Can improved forewarning help drive up efficiencies, prevent failures, and improve the quality of output for clients while also smoothing the resource profile for contractors?
We believe that early investment in a wide programme of ‘live’ inspections using a dedicated potable water ROV (remotely operated vehicle) complete with a flood test would alleviate most of the issues faced by the industry year on year.
With one month gone in the new financial year and the traditional summer slow down inevitable for the Water industry (even if the appearance of summer is not) it is critical that Water Companies direct their resource to the most needy assets.
Inadequate knowledge of the asset base can lead to poor prioritisation and risk exposure to coliform failures especially over the summer when higher temperatures can see a spike in water quality issues.
Traditionally there is a large variation in workload over the 12 month period; clients would often like to tackle what they believe are the most critical projects early in the financial year.
Uncertain scope prior to removing the asset from supply increases the risk that a project commencing in Spring may overrun, thus preventing the asset being returned to supply before expected high demand in early Summer. This doubt and associated risk often result in projects failing to be signed off and therefore the opportunity is missed.
A second batch is therefore taken on during early Autumn but this has the disadvantage that the Christmas holiday season acts as a ‘hard stop’ for larger projects.
There is then a final push around mid-January which is delivered through to the budget year end in March.
Projects also take clients by surprise late in the year. For example, a roof flood test failure can quite often cause issues as budgets may already be stretched or, even worse, be totally depleted.
In addition to adding uncertainty to financial planning, this reactive approach can also lead to external repairs such as membrane installations being taken on during the cold and damp months of February and March. If better visibility was available these could be planned during the drier months when contractors often have a surplus of staff.
So how can robotic inspection using ROV’s help both parties? What benefits would there be if more projects could be scoped in advance and delivered at the optimum time for both client and contractor?
This approach would level out the demand on resource from both sides, allow sufficient time for planning and drive up outputs for Safety, Health, Environmental & Quality. Materials could be procured in advance removing the risk of supplier lead times causing an extended outage for a critical asset.

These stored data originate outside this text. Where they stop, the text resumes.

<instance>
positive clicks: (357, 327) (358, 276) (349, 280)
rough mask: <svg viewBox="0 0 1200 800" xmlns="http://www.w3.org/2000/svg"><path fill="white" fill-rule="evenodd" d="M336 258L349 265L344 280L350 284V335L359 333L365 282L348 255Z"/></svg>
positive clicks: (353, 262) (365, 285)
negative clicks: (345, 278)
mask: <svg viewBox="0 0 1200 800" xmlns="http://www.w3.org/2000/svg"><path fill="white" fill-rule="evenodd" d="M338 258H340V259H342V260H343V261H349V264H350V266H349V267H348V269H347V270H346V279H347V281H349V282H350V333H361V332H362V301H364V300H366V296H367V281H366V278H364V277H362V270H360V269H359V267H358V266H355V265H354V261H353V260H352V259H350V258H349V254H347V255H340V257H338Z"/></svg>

Recent advances in our ROV technology allows all footage to be provided in full HD quality which ensures that an accurate assessment of the asset condition can be made.
Water quality samples can also be taken at various points within the reservoir using the Dead Spot Sampling™ equipment to investigate if chlorine demand varies within the structure.
Assets found to be of low risk, for example, where little or no sediment buildup is present and the roof integrity is confirmed can be moved back in the programme whereas tanks identified as having the potential for ingress of standing water and/or high levels of sediment can be prioritised.
This strategy would ensure that real value is gained from the investment and would help drive down unnecessary coliform failures without the need for the time consuming and expensive planning works associated with removing key assets from supply.